Start the DS/CC exercises at the lowest intensity and/or at the farthest distance that results in no signs of anxiety or concern from your cat. For example, if your cat is afraid of strangers, test out how far away a stranger needs to be for your cat to remain relaxed. At that distance, present the stimulus to the cat (have the stranger appear), and then give a favorite treat or toy to the cat. The scary thing must always predict the favorite item, not the other way around. Repeating this process over multiple sessions lets the cat form a positive association with the stimulus.
Once your cat is consistently comfortable at that low intensity and is anticipating the reward, you can move up to the next level by increasing the intensity of the stimulus or by decreasing the distance to the stimulus. Do not decrease the distance and increase the intensity of the stimulus at once; make only one change at a time. To ensure success, it is important to make very small changes.
Keep in mind that the DS/CC process should be performed at your cat’s pace — not yours. If your cat does go over threshold, lower the intensity or increase the distance until your cat is comfortable again.
How long will it take to change a cat’s problem behavior?
Using desensitization and counterconditioning to change a cat behavior issue can take time, and the process must be gradual for it to work.
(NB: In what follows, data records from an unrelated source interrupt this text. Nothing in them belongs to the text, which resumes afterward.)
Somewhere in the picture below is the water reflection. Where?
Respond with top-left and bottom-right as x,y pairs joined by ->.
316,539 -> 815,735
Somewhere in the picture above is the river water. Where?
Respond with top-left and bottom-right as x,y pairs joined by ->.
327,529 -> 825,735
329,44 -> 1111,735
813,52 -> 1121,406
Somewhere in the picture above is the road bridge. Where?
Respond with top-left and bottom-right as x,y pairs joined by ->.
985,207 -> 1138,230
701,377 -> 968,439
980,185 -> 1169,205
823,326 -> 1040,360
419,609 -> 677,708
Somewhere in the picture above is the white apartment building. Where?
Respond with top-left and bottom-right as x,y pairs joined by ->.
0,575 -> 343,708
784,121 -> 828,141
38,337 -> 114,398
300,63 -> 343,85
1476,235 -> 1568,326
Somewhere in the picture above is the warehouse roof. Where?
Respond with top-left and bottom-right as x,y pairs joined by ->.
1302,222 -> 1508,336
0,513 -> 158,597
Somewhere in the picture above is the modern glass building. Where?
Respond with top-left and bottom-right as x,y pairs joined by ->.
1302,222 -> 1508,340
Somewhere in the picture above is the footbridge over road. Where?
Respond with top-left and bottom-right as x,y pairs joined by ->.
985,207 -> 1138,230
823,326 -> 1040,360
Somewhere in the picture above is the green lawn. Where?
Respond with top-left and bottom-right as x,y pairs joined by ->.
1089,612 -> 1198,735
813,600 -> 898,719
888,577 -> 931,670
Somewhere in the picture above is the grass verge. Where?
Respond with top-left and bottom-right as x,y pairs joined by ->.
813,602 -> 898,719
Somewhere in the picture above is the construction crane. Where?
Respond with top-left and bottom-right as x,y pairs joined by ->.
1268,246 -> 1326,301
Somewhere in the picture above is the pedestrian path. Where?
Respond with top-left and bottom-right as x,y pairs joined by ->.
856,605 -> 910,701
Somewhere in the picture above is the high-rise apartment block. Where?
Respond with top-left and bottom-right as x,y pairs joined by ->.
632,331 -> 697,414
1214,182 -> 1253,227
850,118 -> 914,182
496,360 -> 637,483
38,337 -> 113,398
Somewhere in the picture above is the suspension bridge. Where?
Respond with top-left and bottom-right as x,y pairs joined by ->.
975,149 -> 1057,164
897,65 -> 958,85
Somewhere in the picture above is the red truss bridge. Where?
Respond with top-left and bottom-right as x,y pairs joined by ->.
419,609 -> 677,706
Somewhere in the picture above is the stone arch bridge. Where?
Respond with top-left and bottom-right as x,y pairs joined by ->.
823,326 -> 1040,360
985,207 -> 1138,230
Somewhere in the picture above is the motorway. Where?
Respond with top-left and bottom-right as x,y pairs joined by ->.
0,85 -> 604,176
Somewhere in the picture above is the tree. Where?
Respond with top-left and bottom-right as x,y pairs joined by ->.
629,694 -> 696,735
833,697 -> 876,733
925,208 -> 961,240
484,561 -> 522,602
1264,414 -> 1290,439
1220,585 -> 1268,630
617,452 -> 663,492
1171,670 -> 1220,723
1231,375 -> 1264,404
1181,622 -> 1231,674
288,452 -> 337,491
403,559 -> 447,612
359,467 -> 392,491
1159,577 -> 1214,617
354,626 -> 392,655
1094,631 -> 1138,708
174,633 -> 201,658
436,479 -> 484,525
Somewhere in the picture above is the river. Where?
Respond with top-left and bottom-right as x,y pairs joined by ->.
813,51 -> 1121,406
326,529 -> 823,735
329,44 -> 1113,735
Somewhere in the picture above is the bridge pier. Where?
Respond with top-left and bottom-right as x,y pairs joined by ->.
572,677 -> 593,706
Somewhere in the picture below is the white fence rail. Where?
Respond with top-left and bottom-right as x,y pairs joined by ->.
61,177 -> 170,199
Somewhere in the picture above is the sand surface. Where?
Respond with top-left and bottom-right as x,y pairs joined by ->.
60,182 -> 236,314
Because change can take place slowly, it helps to maintain a journal of the behavior so that you can track your cat’s progress. In the journal, record the situation, the stimulus, the intensity or distance, and your cat’s response. Videos are another great way to measure and track success.
Problems usually arise from progressing too quickly and not taking small enough steps, so take care to always be aware of your cat’s comfort level. Because the fear or other unpleasant emotion took time to develop, look for small, incremental improvements rather than instant results.
If you are not successful with implementing DS/CC, or if you feel unsure how to apply behavior modification to your situation, please consult with your veterinarian or a feline behavior professional. The reasons for your cat’s emotional distress can be complex, and often an experienced behavior professional can offer detailed, specific recommendations for you and your cat.